Lembas, the wafer-like and highly nutritious bread given to the Fellowship as they left Lothlorien, symbolizes perseverance as well as physical, emotional, and spiritual sustenance. Lembas is intended to sustain travelers on long journeys. Accordingly, it strengthens Aragorn, Gimli, and Legolas as they run for days on end in a hopeless pursuit of the orcs that kidnapped Merry and Pippin, enabling them to press on in spite of their despair and exhaustion. But it doesn’t just renew their bodily strength—it also gives them mental respite, reminding them of friends, laughter, and happier times. Lembas is also essential for Sam and Frodo’s well-being as they journey through barren lands and the oppressive weight of Sauron’s gaze. When their other food runs out and they have nothing else to keep them alive, they have lembas and its accompanying memories of home and old comforts.

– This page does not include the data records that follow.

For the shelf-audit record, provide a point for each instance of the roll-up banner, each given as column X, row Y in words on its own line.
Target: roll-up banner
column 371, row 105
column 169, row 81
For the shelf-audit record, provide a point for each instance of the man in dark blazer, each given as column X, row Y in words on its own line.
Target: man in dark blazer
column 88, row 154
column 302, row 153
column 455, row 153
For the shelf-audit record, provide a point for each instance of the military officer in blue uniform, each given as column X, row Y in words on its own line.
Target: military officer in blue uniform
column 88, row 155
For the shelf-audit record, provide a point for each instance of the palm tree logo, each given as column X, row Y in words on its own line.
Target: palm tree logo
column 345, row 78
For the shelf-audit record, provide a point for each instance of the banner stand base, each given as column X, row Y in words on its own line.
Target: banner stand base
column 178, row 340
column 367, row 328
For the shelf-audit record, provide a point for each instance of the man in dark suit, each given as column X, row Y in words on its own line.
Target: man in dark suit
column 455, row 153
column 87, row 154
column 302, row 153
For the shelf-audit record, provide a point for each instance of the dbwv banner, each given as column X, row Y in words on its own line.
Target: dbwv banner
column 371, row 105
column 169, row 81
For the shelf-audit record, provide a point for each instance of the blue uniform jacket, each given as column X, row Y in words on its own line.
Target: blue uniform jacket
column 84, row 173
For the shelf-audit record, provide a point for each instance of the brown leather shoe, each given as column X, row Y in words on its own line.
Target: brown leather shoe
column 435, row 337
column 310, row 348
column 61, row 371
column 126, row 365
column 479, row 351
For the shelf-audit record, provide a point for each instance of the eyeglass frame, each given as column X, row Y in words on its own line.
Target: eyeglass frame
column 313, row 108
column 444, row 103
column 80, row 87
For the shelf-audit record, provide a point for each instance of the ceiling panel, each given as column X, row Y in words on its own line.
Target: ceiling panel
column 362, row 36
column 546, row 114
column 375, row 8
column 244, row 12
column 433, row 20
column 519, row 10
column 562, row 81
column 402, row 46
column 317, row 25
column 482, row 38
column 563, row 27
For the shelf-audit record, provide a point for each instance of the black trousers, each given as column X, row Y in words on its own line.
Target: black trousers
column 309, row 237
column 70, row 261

In its role of maintaining the spiritual health of the hobbits, lembas is reminiscent of the Christian Eucharist.
Sam, who understands the importance of food for emotional and mental health as well as simple physical sustenance, often urges Frodo to eat a little lembas when he feels particularly despairing. Gollum, who eats only raw flesh, hates the taste of lembas, finding it offensive in its connection to the elves and its association with goodness and happiness. In this way, the lembas also represents the hobbits’ virtue and the refinements that separate them from Gollum and his more animalistic behavior. Sam, who has little trouble remembering the joy of home, becomes tired of eating only lembas until Gollum refuses it, and then finds himself once again appreciative of the taste. Sam, determined to get Frodo home at the end of his quest, carefully rations the lembas, planning to save it for when their need is most dire. He understands that once they leave Ithilien and enter Mordor, the bread—and the reminders of home and spiritual sustenance that it brings—will be scarce.

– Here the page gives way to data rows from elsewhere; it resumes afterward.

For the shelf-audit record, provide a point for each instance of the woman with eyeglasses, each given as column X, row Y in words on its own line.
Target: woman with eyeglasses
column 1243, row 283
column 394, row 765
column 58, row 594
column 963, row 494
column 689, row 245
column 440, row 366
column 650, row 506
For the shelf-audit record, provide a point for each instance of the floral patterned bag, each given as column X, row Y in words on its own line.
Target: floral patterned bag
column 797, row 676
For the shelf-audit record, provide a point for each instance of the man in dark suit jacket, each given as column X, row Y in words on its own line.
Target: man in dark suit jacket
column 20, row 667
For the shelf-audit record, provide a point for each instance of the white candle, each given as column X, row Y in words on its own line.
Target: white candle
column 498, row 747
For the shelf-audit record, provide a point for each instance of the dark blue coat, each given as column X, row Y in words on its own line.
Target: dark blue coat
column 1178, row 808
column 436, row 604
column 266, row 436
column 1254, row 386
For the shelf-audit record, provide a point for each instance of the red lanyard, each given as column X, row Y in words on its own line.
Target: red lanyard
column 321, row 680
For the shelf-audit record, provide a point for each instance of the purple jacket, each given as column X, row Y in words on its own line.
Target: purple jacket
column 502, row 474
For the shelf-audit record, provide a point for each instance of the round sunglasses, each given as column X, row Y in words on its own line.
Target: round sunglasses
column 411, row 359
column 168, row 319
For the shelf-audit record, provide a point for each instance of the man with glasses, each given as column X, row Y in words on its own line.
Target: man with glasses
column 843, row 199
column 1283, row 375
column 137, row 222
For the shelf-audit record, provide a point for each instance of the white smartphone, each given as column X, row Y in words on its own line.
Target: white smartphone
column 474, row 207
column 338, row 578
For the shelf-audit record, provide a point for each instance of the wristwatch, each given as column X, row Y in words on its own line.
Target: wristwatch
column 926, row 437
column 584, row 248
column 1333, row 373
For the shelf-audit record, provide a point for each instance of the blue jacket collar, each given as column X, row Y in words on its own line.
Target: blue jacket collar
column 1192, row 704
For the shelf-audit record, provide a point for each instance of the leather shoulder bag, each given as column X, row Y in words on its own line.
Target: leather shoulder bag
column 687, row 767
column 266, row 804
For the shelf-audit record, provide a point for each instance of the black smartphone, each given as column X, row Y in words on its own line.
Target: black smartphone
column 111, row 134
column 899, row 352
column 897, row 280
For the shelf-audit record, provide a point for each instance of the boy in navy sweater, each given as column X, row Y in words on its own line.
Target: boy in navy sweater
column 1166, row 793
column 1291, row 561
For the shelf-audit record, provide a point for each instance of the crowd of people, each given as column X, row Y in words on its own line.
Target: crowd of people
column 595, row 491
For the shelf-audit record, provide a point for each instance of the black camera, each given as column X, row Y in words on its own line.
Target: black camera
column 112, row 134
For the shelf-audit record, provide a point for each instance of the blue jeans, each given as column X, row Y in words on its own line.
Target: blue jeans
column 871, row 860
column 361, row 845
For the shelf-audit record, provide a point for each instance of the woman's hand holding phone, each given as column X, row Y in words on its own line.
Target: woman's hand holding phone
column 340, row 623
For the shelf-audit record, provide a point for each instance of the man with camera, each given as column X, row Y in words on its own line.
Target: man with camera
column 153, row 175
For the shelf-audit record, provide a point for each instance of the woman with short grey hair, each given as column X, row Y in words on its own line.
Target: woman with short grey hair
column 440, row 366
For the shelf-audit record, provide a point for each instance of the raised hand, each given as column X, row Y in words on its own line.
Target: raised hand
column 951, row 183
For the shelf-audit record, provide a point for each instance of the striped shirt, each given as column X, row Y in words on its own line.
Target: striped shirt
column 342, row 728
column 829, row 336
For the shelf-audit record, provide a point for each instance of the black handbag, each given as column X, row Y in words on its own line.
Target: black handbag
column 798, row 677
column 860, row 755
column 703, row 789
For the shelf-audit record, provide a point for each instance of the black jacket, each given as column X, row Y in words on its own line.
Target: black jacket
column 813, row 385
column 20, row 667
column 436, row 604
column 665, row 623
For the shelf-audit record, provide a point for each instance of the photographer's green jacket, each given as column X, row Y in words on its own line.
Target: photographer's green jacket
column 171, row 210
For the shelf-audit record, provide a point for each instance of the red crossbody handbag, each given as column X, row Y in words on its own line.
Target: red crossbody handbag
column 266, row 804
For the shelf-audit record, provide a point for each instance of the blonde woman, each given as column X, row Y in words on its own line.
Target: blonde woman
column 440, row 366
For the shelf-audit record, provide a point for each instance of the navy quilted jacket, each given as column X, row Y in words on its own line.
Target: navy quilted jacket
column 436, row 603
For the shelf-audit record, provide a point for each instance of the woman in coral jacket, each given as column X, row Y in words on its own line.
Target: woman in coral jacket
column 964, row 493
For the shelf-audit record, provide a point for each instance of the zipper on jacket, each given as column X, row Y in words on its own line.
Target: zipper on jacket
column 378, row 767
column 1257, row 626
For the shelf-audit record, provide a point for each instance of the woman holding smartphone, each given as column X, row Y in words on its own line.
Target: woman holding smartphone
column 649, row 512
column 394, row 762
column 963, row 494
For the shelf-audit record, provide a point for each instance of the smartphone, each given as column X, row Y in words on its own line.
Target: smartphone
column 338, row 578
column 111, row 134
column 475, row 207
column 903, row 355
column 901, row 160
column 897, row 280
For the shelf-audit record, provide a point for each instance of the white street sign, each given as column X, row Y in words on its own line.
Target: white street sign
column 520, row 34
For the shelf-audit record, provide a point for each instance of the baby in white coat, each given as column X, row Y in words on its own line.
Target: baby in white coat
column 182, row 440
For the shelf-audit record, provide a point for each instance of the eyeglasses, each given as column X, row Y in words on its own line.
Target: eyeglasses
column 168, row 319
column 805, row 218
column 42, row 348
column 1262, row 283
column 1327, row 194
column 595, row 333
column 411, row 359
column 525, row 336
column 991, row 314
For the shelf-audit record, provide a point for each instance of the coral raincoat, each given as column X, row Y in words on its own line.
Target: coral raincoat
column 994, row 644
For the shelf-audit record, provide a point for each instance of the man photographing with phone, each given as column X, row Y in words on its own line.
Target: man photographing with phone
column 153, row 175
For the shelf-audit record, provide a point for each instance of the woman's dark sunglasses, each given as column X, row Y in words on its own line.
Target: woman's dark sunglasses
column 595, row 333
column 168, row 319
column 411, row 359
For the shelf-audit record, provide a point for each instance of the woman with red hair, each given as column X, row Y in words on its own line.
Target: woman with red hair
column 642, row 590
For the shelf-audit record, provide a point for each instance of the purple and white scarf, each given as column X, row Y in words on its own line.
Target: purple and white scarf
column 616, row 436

Lembas Quotes in The Two Towers
The cakes were broken, but good, still in their leaf-wrappings. The hobbits each ate two or three pieces. The taste brought back to them the memory of fair faces, and laughter, and wholesome food in quiet days now far away. For a while they ate thoughtfully, sitting in the dark, heedless of the cries and sounds of the battle nearby.
‘About the food,’ said Sam. ‘How long’s it going to take us to do this job?’
[…]
‘I don’t know how long we shall take to—to finish,’ said Frodo. ‘We were miserably delayed in the hills. But Samwise Gamgee, my dear hobbit—indeed, Sam my dearest hobbit, friend of friends—I do not think we need to give thought to what comes after that. To do the job as you put it—what hope is there that we ever shall? And if we do, who knows what will come of that? If the One goes into the Fire, and we are at hand? I ask you, Sam, are we ever likely to need bread again?’
‘I’m afraid our journey’s drawing to an end.’
‘Maybe,’ said Sam; ‘but where there’s life there’s hope, as my Gaffer used to say; and need of vittles, as he mostways used to add. You have a bite, Mr. Frodo, and then a bit of sleep.’